21. Children are not found in Ukraine to be working in 
slavery or practices similar to slavery.  Children are 
trafficked to work, however.  Ukraine is a point of origin 
for internationally trafficked men, women, and children. 
The main destinations are Russia, Turkey, Western and 
Central Europe, particularly Poland and the Czech Republic, 
and the Middle East.  The country is also a transit route 
for individuals from Central Asia, Russia, and Moldova. 

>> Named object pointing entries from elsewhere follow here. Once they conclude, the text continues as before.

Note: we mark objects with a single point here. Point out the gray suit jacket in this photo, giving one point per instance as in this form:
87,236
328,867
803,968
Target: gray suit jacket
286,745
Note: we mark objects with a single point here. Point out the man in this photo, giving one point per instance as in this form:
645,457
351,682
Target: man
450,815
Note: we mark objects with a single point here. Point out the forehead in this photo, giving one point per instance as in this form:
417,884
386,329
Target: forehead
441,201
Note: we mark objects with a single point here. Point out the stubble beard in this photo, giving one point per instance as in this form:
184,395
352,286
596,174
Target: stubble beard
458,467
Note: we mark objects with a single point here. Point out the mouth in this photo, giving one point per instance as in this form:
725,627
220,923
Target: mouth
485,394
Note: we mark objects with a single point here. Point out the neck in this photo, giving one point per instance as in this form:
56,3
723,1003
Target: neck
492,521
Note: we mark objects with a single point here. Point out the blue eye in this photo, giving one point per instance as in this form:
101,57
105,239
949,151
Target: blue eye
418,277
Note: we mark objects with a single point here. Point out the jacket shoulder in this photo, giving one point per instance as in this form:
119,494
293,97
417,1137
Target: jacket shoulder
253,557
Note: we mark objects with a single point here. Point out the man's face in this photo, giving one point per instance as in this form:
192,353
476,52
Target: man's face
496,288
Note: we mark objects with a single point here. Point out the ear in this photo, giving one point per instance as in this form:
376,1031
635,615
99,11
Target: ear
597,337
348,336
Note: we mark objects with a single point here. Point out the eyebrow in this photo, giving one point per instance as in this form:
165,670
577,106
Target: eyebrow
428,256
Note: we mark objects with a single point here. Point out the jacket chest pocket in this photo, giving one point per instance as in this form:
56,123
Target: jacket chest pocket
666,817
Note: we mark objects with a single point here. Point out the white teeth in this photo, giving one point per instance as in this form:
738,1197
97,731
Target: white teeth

According to the International Organization for Migration 
(IOM), the main trafficking victims are females up to 30 
years of age (for sexual exploitation) and older females 
(for labor exploitation), males of all ages (for labor 
exploitation), and children under the age of 16 (both for 
sexual and labor exploitation).  Children who were 
trafficked across the border or within the country are 
forced to provide sexual services, engage in unpaid work, 
or beg.  The law provides for penalties of three to eight 
years' imprisonment for trafficking in persons for various 
purposes, including sexual and labor exploitation.  Under 
some aggravated circumstances involving trafficking of 
minors aged 14 to 18, traffickers may be sentenced to 
prison terms of from five to 12 years.  Traffickers of 
minors under the age of 14 may be sentenced to terms of 
from eight to 15 years. 
22. Although the ILO cites encouraging trends in the 
decrease of unemployment to seven percent in Ukraine in 
2006, 23 percent of those registered as unemployed at the 
State Employment Service are young people.  The situation 
is even worse in rural areas.  According to research 
conducted in 2003 by the National Institute on Problems of 
International Security, the main reason for rural youth to 
go abroad (and to be vulnerable to trafficking) is 
unemployment, while for urban youth it is low-paying or 
non-paying salaries. 
23. The government has made progress in combating child 
labor in recent years, but substantial tasks remain.  The 
majority of local government agencies, as well as some 
central government bodies, still do not possess sufficient 
awareness, commitment, and capacity to plan and implement 
interventions to combat child labor.  In addition, 
Ukrainian society has only recently begun to recognize the 
existence of child labor and associated problems.  Broad 
societal support, strong and consistent political 
commitment, as well as support from a wide range of 
government agencies still need be ensured.  Institutional 
capacity also needs to be strengthened, both in substantive 
(child labor related knowledge and methodology) and 
technical (program management capacity and resource 
mobilization) areas.  That said, the government's recent 
efforts to combat child labor, and its cooperation with the 
ILO on this issue, have been a very positive step.